Co do certyfikatow...
mysle ze nie jest jednak tak latwo je zdac, troche sie trzeba pouczyc,
a wiedza na pewno nie idzie w las.
pozatym pokazuje to ze potrafisz przyswoic wiedze w krotkim czasie, i
zdobywac cele (a nie slomiany zapal).
Jezeli chodzi o uczonych ludzi ktorzy nie potrafia skretki zakrecic ..
nie wiem skad bierze sie potrzeba obrazania ludzi ktorzy nie sa tacy
jak TY. Nauka na tym polega ze sie specjalizujesz w pewnej dzidzinie i
wiesz o niej wszystko po to aby dobrze uczyc tego innych albo doradzac
w tej konkretnej dziedzinie. co z tego ze programista nie potrafi piec
chleba, albo sieciowiec (ktory potrafi skretke zakrecic) nie wie jak
zmienic cos banalnie prostego w czyims prostym kodzie...

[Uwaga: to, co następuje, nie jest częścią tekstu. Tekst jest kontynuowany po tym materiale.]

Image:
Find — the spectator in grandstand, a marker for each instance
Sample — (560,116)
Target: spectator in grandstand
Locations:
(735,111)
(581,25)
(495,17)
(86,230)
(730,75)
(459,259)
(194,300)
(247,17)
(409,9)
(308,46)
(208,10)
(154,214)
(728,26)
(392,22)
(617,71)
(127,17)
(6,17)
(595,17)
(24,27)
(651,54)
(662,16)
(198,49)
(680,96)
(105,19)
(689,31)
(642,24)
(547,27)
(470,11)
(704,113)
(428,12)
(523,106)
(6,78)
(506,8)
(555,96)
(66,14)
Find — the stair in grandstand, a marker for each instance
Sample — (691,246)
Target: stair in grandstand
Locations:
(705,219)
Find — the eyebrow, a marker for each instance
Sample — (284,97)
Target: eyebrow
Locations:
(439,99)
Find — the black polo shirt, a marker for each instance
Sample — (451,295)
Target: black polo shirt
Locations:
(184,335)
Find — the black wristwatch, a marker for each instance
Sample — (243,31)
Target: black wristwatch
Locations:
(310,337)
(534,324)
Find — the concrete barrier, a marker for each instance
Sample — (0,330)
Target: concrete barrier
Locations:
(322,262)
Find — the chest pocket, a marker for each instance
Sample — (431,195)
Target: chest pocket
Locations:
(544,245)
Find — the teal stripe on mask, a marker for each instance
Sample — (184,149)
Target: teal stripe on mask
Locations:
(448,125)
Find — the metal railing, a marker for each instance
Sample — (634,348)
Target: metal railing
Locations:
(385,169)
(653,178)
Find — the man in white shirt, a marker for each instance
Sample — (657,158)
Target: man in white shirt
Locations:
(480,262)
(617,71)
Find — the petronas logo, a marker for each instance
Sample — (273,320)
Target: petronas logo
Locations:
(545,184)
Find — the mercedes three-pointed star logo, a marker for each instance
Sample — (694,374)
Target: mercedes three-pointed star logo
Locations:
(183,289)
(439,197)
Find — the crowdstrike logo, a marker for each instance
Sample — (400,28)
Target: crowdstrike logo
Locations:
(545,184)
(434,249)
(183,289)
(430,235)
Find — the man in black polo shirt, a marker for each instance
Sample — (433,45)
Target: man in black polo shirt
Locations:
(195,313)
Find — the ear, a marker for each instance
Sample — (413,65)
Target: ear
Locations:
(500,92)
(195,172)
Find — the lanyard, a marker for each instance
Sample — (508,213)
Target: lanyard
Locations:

"Informatyka" to dziedzina skladajaca sie z okolo 1500 specjalizacji
(tak to kiedys RP okreslila, ale ja osobiscie mysle ze jest to o wiele
wiecej).
pozdrawiam
Marcin
-
23. Data: 2010-12-30 10:22:54
Temat: Re: Admin Linux - ile placa
Od: "jurajski Jaskiniowiec" <j...@j...na.jurze>
Dnia 28-12-2010 o 08:58:19 Tomasz Kaczanowski
<kaczus@dowyciecia_poczta.onet.pl> napisał(a):
>> Totez w poprzednim poscie napisalem, ze najchetniej widzialbym
>> rekrutacje na etapie zadan/testow. Tylko znow - nastaly glupie czasy,
>> ze to firmy HR rekrutuja, a nie specjalisci, wiec sie tego nie
>> doczekamy.A ze w firmach HR im wiecej makulatury posiadasz, tym jestes
>> wyzej w rankingu.
>
> Może niewielkie, ale już kilkunastoletnie doświadczenie pokazuje mi, że
> dobra praca (zarówno atmosfera, jak i płaca) nie jest tam, gdzie
> rekrutują ludzie z HR-u, a gdzie rekrutacją zajmuje się przyszły
> kierownik....
>
>
Jak sie nie ma co sie lubi, to sie lubi co sie ma ;-)
-
24. Data: 2010-12-30 10:24:15
Temat: Re: Admin Linux - ile placa
Od: "Adam Koltowski" <a...@w...onet.pl>
> nie spotkalem sie jeszcze z sytuacja gdzie rekrutuje tylko HR!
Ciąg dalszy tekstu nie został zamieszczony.